Roger-Luc Chayer (Image : ChatGPT / Gay Globe)
Retour du balancier sur les droits des communautés LGBT
On assiste depuis quelques mois à un retour du balancier quant aux droits des communautés LGBT, et c’est au niveau international, particulièrement depuis l’avènement du Trump nouveau v.2, que les dommages se font sentir.
Annulation des politiques DEI et impacts
Nous observons une vague d’annulation des politiques DEI pourtant mises en place pour protéger les personnes LGBT contre les abus, mais surtout pour aider les entreprises à mieux comprendre les réalités auxquelles font face les membres de ces communautés, qu’il s’agisse de l’accès à la santé, de l’homoparentalité, de la discrimination ou de l’homophobie en milieu de travail.
Influence de Donald Trump sur les droits LGBT
Une grande part de cette situation découle des propos de Donald Trump, mais aussi des menaces à peine voilées des États-Unis envers d’autres États souverains qui dépendent de l’aide américaine pour fonctionner, alors que Trump lie désormais cette aide à l’abandon des politiques DEI, à la non-reconnaissance des droits des homosexuels, ou même au refus d’accepter l’existence et la reconnaissance des personnes trans.
L’homophobie mondiale et la peur des communautés LGBT
Comme si l’homophobie mondiale avait attendu son feu vert personnel.
Un autre élément qui explique le ressac actuel face aux communautés mentionnées plus haut, c’est la peur. Cette peur de ce que nous représentons collectivement, comme si les communautés LGBT étaient composées de hordes de barbares affamés par la vue du sang hétéro, prêts à fondre sur leurs croyances religieuses. Une sorte de remake de la chute de Rome, avec des Wisigoths encerclant la grande cité de toutes parts… sauf qu’ici, l’empire menacé semble surtout être celui de leurs certitudes.

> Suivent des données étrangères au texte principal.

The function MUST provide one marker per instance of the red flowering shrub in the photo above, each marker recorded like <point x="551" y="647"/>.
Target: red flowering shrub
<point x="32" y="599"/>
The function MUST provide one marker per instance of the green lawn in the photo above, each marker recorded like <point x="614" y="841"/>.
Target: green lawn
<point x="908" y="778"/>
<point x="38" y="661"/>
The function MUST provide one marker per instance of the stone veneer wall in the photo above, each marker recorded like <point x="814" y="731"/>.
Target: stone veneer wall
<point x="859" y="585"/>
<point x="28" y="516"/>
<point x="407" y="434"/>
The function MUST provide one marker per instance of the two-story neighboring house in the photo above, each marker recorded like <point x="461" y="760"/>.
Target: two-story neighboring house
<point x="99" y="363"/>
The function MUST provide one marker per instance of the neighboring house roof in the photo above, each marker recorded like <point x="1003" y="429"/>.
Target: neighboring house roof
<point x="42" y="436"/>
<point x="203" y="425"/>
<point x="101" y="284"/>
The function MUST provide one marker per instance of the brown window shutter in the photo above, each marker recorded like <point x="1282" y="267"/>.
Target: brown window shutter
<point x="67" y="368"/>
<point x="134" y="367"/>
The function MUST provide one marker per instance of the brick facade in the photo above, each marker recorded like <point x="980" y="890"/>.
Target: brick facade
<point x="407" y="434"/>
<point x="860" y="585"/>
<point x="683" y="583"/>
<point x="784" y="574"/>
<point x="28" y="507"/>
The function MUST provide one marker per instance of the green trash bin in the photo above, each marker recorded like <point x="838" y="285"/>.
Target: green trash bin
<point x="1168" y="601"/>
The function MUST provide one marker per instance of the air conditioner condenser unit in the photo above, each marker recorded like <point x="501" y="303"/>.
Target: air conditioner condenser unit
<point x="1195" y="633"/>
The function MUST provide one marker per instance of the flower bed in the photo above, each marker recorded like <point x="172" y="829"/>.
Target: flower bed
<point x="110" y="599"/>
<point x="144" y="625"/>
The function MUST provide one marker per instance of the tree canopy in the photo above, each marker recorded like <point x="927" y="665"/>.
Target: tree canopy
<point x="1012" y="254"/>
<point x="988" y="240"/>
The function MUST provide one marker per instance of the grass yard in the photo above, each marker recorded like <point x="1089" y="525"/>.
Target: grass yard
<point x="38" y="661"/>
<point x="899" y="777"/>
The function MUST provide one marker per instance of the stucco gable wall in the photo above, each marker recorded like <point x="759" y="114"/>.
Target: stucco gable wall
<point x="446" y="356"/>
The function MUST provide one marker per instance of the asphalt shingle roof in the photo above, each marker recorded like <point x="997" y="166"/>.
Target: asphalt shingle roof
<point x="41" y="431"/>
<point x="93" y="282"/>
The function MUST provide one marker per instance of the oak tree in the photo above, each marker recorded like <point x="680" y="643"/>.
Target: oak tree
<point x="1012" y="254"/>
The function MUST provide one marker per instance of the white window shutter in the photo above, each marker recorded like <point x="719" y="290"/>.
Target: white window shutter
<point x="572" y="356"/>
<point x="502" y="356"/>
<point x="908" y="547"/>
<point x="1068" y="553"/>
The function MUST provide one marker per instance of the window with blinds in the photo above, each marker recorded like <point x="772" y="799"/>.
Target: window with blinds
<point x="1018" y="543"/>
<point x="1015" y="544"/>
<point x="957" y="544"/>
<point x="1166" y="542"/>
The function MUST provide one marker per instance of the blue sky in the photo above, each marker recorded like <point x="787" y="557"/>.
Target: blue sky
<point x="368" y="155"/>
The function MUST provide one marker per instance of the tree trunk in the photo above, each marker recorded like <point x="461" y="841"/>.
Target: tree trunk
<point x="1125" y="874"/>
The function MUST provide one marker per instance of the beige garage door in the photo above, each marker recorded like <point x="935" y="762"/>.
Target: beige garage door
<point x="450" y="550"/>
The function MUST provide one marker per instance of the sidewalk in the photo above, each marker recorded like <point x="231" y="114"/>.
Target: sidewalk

L’image de la « grande Rome » et la menace des certitudes figées
L’image de la « grande Rome » assiégée par des envahisseurs illustre bien cette impression d’être attaqués que certains projettent aujourd’hui sur les communautés LGBT. Pourtant, ce qui vacille réellement n’a rien d’une civilisation entière, ni même de valeurs essentielles ou d’une quelconque sécurité sociale. Ce qui tremble, ce sont leurs propres certitudes, leur vision figée du monde, leurs repères traditionnels auxquels ils s’accrochent comme à des ruines sacrées.
Défense du confort idéologique face au changement
En vérité, l’« empire » qu’ils tentent de défendre coûte que coûte n’est pas celui de la société, mais celui de leur confort idéologique. Un territoire intérieur, parfois rigide, qui se sent brusquement menacé dès que des réalités qu’ils ne maîtrisent pas — ou qu’ils préféraient ignorer — prennent un peu plus de place dans l’espace public.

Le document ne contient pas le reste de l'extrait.